As you cruise the internet concerning this video, articles trying to debunk or disagree with this report pop up here and there, but none is ever clear on what they are trying to say, or none of their information outweighs the facts presented by Dr. Lustig. For all we know, some may be written by food manufacturers themselves to defend their products. In fact, after an article I wrote posted on the internet about yogurt ingredients, I personally received emails from the president of the Corn Refiners Association in regard to my simple mentioning that HFCS was "a very negative form of sugar." She wanted to point out that the American Dietetic Associationthe American Medical Association, and the FDA all feel that HFCS is not a threat to our health. Maybe these organizations need to view Dr. Lustig's video and its supporting research.
Not only does fructose and HFCS contribute to obesity or just belly fat, it's important to remember there are a number of detrimental effects they have on health. These include diabetes, increased triglycerides, inflamed arteries or inflammation, and fatty liver. They also contribute to gout and hypertension, which may lead to cardiovascular disease, indicates Dr. Richard Johnson, professor of medicine at the University of Colorado in Denver, and the author of The Sugar Fix.

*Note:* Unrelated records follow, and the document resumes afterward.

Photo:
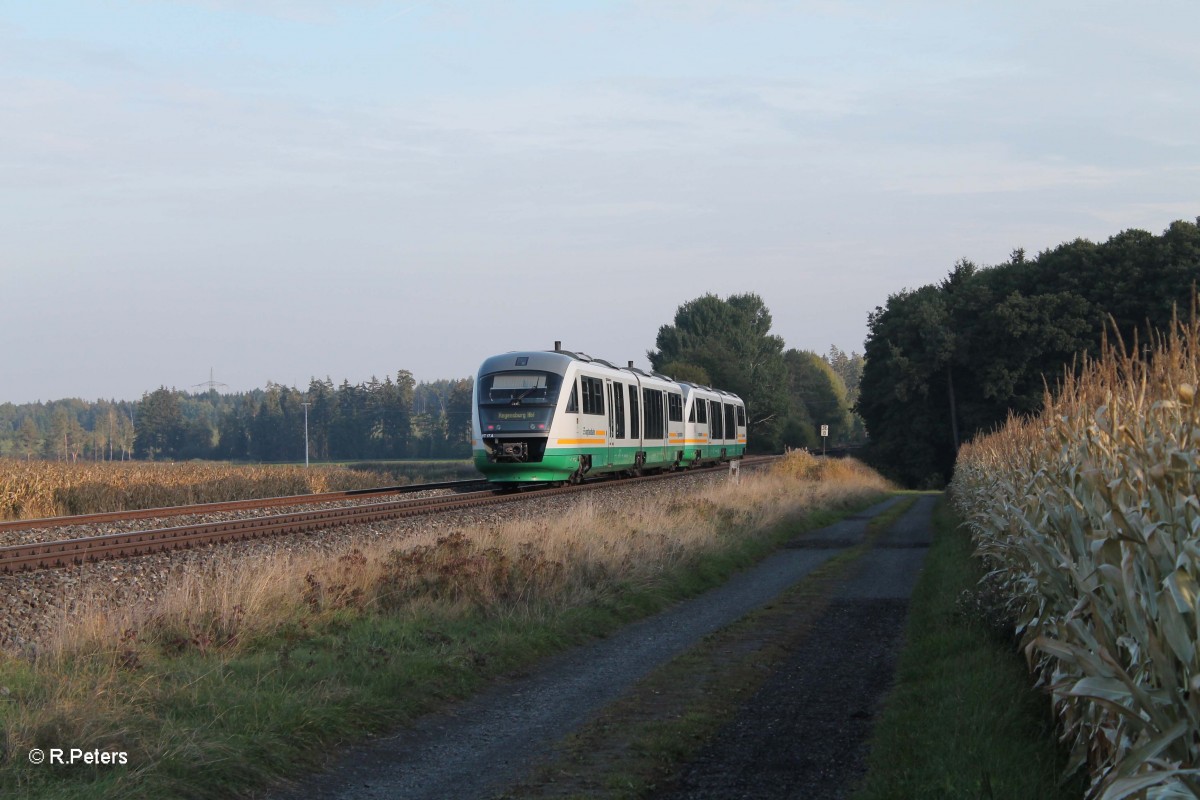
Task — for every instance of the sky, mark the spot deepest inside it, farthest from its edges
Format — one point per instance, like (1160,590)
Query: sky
(285,190)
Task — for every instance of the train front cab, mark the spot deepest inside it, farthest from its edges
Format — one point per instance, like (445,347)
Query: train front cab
(517,402)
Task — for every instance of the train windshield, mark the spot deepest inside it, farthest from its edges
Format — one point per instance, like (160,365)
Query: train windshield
(520,389)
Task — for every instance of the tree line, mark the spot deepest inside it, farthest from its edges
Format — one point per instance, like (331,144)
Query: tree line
(790,394)
(719,342)
(372,420)
(951,360)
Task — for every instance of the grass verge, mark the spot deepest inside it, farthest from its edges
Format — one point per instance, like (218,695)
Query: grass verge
(636,745)
(961,720)
(255,671)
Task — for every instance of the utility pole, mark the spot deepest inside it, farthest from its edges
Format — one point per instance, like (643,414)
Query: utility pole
(306,433)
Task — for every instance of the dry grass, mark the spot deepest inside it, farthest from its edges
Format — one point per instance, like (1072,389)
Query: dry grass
(514,567)
(1089,517)
(250,665)
(42,488)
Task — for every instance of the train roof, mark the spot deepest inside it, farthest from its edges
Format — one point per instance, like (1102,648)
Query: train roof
(558,359)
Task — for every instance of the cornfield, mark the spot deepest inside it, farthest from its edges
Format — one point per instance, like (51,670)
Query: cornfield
(37,488)
(1089,519)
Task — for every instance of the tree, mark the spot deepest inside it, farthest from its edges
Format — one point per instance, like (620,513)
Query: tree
(160,425)
(731,341)
(947,361)
(29,438)
(816,388)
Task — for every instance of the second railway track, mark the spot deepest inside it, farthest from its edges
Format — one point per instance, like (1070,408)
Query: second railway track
(49,554)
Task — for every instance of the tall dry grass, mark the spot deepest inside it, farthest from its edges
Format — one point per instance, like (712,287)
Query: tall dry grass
(1090,521)
(41,488)
(516,567)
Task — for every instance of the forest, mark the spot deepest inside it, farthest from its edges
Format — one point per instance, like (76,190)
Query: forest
(725,343)
(949,361)
(396,417)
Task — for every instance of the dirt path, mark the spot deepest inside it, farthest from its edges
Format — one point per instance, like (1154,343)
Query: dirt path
(804,733)
(483,747)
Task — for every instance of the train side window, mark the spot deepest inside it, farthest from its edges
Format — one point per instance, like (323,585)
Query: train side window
(593,395)
(652,401)
(635,415)
(675,407)
(618,407)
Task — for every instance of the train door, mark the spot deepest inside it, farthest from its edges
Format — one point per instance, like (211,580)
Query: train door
(611,428)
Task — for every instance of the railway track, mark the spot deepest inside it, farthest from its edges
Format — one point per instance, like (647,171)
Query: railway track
(231,505)
(63,553)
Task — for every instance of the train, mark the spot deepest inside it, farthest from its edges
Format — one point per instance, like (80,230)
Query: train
(557,416)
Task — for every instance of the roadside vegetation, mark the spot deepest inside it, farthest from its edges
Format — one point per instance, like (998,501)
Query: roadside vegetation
(1089,521)
(245,672)
(949,361)
(47,488)
(963,719)
(636,746)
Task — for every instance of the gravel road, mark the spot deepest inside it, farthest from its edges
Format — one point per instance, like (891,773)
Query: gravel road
(804,733)
(479,747)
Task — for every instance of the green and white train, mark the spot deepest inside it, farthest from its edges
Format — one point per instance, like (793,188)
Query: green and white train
(558,416)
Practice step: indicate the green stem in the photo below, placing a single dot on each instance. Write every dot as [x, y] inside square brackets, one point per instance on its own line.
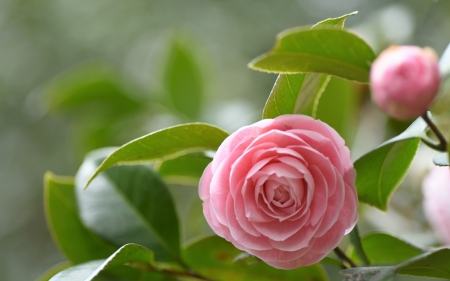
[344, 257]
[355, 239]
[442, 146]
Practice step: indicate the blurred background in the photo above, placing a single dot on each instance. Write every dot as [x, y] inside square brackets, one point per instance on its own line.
[78, 75]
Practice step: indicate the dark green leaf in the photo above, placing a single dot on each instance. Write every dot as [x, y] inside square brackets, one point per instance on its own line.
[444, 63]
[442, 159]
[74, 240]
[380, 171]
[130, 254]
[295, 94]
[330, 51]
[46, 276]
[128, 204]
[165, 144]
[183, 80]
[378, 247]
[214, 257]
[186, 169]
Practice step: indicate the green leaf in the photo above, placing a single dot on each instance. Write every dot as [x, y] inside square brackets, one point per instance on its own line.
[126, 255]
[183, 80]
[355, 241]
[442, 159]
[343, 118]
[295, 94]
[129, 204]
[92, 84]
[432, 264]
[444, 63]
[378, 248]
[46, 276]
[186, 169]
[334, 22]
[165, 144]
[74, 240]
[300, 93]
[330, 51]
[380, 171]
[214, 257]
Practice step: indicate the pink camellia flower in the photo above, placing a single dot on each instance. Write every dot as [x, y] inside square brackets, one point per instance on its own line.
[405, 80]
[436, 192]
[282, 189]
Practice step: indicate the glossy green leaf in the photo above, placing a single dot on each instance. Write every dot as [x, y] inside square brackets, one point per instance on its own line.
[380, 171]
[129, 204]
[165, 144]
[339, 107]
[186, 169]
[300, 93]
[215, 258]
[330, 51]
[92, 84]
[355, 241]
[295, 94]
[378, 248]
[334, 22]
[128, 254]
[74, 240]
[183, 80]
[46, 276]
[442, 159]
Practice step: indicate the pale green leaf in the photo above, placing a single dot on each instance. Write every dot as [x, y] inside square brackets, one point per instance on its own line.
[129, 204]
[330, 51]
[74, 240]
[165, 144]
[130, 254]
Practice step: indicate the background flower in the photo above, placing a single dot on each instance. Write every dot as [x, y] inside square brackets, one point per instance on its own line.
[405, 80]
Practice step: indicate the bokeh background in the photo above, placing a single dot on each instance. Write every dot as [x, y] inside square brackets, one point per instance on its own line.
[78, 75]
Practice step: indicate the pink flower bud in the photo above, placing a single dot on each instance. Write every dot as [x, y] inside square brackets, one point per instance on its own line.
[436, 192]
[405, 80]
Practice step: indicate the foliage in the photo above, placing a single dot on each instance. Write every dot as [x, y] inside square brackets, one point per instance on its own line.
[117, 220]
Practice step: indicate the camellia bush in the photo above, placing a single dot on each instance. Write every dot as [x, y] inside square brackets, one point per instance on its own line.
[279, 194]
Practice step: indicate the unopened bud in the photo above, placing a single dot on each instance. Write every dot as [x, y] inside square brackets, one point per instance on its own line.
[405, 80]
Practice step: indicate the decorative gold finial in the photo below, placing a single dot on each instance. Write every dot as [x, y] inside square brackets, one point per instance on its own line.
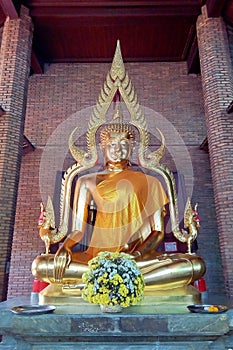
[117, 68]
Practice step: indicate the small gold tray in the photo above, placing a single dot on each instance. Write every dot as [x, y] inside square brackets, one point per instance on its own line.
[207, 309]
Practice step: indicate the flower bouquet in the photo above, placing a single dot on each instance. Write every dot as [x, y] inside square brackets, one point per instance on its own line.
[113, 279]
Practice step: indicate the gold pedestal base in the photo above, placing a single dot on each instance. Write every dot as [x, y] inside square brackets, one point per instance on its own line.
[55, 294]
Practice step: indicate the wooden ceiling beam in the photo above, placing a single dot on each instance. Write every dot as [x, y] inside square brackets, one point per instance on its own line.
[9, 9]
[160, 8]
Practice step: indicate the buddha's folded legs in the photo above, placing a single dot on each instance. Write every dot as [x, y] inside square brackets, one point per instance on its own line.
[164, 272]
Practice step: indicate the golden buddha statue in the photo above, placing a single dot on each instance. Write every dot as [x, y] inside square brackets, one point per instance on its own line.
[130, 205]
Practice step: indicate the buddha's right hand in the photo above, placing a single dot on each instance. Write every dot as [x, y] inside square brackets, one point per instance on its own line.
[62, 260]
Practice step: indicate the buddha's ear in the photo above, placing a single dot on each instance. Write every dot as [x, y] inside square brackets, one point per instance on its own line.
[101, 146]
[133, 144]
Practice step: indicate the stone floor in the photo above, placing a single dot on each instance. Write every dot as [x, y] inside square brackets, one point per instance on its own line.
[148, 326]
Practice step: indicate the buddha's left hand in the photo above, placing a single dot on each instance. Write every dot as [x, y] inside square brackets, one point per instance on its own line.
[62, 259]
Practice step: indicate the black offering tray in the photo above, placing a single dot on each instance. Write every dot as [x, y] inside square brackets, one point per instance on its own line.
[32, 309]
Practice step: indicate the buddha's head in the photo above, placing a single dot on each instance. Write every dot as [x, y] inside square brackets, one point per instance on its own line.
[117, 140]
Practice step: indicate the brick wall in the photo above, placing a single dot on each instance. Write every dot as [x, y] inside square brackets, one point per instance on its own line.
[14, 72]
[216, 69]
[61, 98]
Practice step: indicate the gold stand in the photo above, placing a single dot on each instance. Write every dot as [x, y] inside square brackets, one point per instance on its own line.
[55, 294]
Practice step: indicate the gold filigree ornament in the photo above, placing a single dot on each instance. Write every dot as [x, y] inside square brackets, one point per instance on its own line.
[118, 81]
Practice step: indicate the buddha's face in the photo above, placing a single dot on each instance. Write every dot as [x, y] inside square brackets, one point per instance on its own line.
[117, 148]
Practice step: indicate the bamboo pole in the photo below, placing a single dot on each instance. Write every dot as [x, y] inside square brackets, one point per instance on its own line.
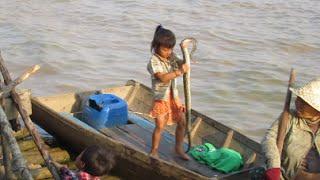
[285, 114]
[19, 165]
[186, 82]
[27, 121]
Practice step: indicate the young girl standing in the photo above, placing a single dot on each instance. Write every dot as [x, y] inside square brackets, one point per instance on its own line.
[164, 68]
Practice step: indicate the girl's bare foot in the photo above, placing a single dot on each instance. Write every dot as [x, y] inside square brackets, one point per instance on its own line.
[154, 154]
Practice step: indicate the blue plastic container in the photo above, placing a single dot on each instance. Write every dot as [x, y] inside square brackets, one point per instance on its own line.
[105, 110]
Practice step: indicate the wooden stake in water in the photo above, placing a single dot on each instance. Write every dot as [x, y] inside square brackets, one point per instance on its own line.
[285, 114]
[186, 82]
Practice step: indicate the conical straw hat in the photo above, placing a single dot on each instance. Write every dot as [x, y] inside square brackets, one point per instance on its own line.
[310, 93]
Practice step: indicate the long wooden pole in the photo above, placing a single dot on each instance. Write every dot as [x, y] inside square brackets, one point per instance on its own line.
[19, 165]
[28, 123]
[285, 114]
[187, 89]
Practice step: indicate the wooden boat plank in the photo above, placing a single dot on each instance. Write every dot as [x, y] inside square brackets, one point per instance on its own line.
[142, 136]
[47, 114]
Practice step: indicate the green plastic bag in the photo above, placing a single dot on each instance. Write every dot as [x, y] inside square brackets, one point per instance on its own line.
[224, 159]
[198, 151]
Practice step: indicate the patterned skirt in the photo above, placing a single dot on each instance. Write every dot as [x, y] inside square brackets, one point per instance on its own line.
[172, 110]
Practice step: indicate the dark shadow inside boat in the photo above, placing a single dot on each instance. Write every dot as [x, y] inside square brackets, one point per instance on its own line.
[132, 141]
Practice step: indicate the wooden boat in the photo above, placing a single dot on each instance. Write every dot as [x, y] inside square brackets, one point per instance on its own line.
[132, 142]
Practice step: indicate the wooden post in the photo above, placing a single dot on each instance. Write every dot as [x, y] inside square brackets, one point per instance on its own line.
[7, 89]
[285, 114]
[19, 165]
[186, 84]
[6, 159]
[28, 123]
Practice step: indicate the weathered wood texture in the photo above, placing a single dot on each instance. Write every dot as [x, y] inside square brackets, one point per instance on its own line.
[134, 161]
[9, 105]
[27, 121]
[5, 91]
[19, 165]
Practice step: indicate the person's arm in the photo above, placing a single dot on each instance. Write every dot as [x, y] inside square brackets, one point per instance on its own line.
[269, 145]
[167, 77]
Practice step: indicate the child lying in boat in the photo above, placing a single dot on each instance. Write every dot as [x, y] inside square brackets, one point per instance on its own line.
[93, 162]
[164, 68]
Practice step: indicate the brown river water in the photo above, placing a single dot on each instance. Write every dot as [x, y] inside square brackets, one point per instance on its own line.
[246, 49]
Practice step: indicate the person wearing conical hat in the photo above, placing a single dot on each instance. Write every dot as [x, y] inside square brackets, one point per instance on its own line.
[300, 156]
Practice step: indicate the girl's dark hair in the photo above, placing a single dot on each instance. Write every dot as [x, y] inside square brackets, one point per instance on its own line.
[97, 160]
[162, 37]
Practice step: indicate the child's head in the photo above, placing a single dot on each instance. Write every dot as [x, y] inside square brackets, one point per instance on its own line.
[163, 42]
[95, 160]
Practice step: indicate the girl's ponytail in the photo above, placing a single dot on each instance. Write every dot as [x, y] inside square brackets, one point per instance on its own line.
[162, 37]
[158, 28]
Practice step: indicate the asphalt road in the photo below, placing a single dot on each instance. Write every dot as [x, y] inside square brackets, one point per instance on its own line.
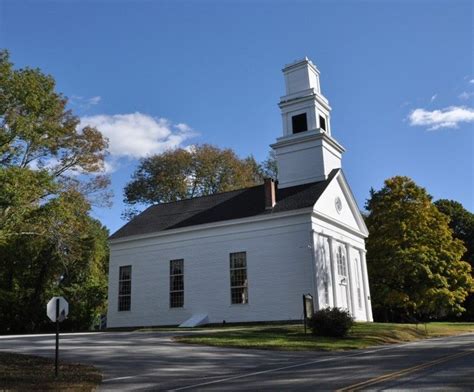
[151, 361]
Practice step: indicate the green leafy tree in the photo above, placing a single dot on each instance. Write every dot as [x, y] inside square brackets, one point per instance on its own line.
[414, 263]
[49, 176]
[180, 174]
[461, 222]
[269, 167]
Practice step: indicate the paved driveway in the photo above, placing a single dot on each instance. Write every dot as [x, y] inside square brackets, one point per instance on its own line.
[151, 361]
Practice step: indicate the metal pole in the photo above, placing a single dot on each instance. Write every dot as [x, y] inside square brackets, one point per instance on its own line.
[57, 339]
[304, 314]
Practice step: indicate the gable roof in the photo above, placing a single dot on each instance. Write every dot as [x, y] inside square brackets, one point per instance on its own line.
[242, 203]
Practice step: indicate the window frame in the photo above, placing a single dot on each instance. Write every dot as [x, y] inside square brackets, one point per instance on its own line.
[124, 306]
[298, 118]
[358, 283]
[244, 287]
[341, 261]
[324, 122]
[173, 303]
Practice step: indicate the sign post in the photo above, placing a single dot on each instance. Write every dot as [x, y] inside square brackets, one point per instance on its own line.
[57, 311]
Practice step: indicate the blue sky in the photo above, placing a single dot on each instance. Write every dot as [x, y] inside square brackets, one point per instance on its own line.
[399, 76]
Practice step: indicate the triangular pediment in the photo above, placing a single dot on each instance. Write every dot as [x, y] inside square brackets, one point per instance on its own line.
[337, 203]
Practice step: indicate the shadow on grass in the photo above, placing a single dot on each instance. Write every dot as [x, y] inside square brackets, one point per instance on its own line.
[292, 338]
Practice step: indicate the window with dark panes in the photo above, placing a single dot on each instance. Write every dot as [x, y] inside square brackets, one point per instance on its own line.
[322, 123]
[177, 283]
[238, 278]
[125, 288]
[299, 123]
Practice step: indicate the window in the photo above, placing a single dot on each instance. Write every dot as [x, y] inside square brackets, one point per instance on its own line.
[238, 278]
[341, 261]
[325, 264]
[299, 123]
[322, 123]
[359, 293]
[177, 283]
[125, 287]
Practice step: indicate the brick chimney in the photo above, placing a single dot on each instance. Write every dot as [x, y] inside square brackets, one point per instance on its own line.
[270, 193]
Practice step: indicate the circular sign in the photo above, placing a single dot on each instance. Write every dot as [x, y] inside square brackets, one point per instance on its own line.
[57, 309]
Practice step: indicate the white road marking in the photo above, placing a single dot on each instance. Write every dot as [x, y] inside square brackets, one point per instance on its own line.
[305, 364]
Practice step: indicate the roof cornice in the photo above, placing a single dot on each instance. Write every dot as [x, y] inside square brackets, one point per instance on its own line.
[220, 224]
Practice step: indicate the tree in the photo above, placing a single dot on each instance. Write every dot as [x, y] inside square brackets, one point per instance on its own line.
[269, 167]
[414, 263]
[49, 176]
[180, 174]
[461, 222]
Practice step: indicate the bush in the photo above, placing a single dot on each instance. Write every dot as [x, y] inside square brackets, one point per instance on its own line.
[331, 322]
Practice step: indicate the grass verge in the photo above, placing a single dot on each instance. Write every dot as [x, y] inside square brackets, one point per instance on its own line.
[20, 372]
[292, 337]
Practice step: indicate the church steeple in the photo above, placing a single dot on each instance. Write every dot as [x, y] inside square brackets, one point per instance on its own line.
[306, 152]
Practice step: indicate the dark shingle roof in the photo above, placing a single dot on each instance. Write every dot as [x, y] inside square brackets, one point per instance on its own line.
[225, 206]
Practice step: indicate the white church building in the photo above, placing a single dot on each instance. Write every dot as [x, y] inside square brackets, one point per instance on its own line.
[250, 254]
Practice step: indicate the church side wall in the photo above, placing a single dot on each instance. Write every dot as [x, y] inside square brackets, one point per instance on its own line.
[279, 271]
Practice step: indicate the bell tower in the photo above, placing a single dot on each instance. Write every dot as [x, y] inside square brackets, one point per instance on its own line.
[306, 152]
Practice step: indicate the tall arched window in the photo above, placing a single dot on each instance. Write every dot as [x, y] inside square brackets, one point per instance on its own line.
[341, 261]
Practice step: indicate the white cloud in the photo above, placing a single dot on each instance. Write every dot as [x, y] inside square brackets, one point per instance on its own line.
[137, 135]
[94, 100]
[465, 95]
[449, 117]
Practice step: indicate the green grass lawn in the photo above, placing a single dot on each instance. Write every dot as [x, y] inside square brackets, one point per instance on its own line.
[292, 338]
[26, 372]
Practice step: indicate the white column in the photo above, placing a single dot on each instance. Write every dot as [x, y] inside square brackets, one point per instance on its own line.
[365, 279]
[314, 268]
[333, 273]
[352, 307]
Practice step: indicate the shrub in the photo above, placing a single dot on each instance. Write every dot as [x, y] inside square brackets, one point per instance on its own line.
[331, 322]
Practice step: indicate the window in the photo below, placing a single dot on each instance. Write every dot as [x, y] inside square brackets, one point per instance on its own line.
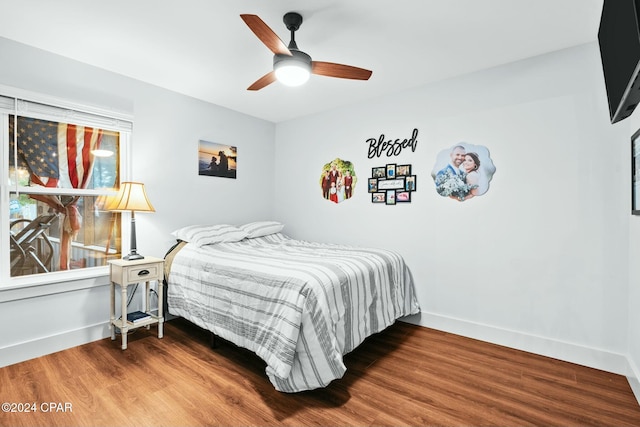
[59, 167]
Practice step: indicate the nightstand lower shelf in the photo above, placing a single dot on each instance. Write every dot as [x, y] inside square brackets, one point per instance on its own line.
[125, 273]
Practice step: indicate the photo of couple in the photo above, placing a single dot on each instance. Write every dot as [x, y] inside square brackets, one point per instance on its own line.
[463, 171]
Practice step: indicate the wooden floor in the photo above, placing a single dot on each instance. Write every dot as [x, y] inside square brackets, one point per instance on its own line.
[407, 375]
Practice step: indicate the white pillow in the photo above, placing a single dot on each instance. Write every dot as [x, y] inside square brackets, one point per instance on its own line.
[201, 235]
[261, 228]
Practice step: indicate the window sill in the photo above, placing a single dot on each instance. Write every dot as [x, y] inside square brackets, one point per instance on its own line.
[54, 283]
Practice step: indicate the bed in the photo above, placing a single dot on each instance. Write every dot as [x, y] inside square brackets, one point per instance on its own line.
[300, 306]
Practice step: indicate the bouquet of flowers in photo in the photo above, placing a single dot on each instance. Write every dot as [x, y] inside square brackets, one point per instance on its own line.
[449, 184]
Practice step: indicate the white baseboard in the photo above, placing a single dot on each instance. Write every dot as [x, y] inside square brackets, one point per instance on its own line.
[27, 350]
[569, 352]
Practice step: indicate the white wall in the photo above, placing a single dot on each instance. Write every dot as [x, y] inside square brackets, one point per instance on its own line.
[634, 271]
[167, 128]
[540, 261]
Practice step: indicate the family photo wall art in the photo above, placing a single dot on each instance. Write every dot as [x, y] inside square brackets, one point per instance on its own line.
[217, 159]
[391, 184]
[463, 171]
[338, 180]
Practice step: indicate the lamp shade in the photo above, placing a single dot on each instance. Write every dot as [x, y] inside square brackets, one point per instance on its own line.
[131, 197]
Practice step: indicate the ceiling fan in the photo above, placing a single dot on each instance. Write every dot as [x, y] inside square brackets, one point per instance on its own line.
[292, 66]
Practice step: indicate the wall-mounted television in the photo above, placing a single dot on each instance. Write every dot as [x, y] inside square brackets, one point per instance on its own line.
[619, 40]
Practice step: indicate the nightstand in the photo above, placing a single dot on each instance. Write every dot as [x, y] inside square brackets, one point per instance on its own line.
[125, 273]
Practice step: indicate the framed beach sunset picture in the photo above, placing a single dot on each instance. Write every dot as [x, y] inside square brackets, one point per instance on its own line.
[217, 159]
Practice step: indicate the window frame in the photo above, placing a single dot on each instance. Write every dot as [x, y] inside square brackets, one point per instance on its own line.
[50, 108]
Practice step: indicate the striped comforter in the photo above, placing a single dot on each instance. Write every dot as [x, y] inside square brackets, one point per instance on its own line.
[298, 305]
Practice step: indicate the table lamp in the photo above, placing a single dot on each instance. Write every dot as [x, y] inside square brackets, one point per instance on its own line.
[131, 197]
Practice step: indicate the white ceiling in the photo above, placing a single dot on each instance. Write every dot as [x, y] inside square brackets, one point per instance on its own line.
[203, 49]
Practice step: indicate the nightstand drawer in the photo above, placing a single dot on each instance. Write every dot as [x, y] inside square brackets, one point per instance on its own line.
[144, 272]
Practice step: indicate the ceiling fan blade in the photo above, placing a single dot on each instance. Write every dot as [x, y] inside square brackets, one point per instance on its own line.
[341, 71]
[266, 34]
[263, 81]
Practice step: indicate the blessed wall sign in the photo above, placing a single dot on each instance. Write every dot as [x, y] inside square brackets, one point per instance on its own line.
[391, 147]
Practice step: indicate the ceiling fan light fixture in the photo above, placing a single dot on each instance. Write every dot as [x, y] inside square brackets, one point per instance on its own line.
[292, 70]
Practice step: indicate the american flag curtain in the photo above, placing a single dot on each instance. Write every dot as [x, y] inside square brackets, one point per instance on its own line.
[57, 155]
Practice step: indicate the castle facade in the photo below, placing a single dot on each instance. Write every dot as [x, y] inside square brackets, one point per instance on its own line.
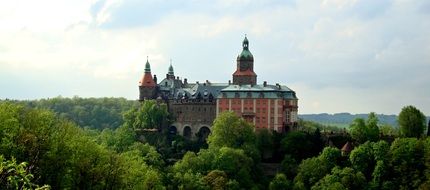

I realize there are several complex, technical sugar processes that occur within the body with the various forms of sugar we consume, but I do not have the space to go into all of them here; for now, a strong focus on fructose and HFCS is warranted as we see that neither obesity nor cardiovascular disease have declined over the years despite diets and drugs.
Dr. Lustig and his colleagues are adamant about the importance of their research. The video, which was not really made for the public but was simply a taped lecture, rivals the impact of the U.S. Surgeon General's report in 1964 that condemned the use of tobacco by saying it indeed causes cancer and heart disease. It is a free mini-course in nutrition 101, and you don't have to leave the house.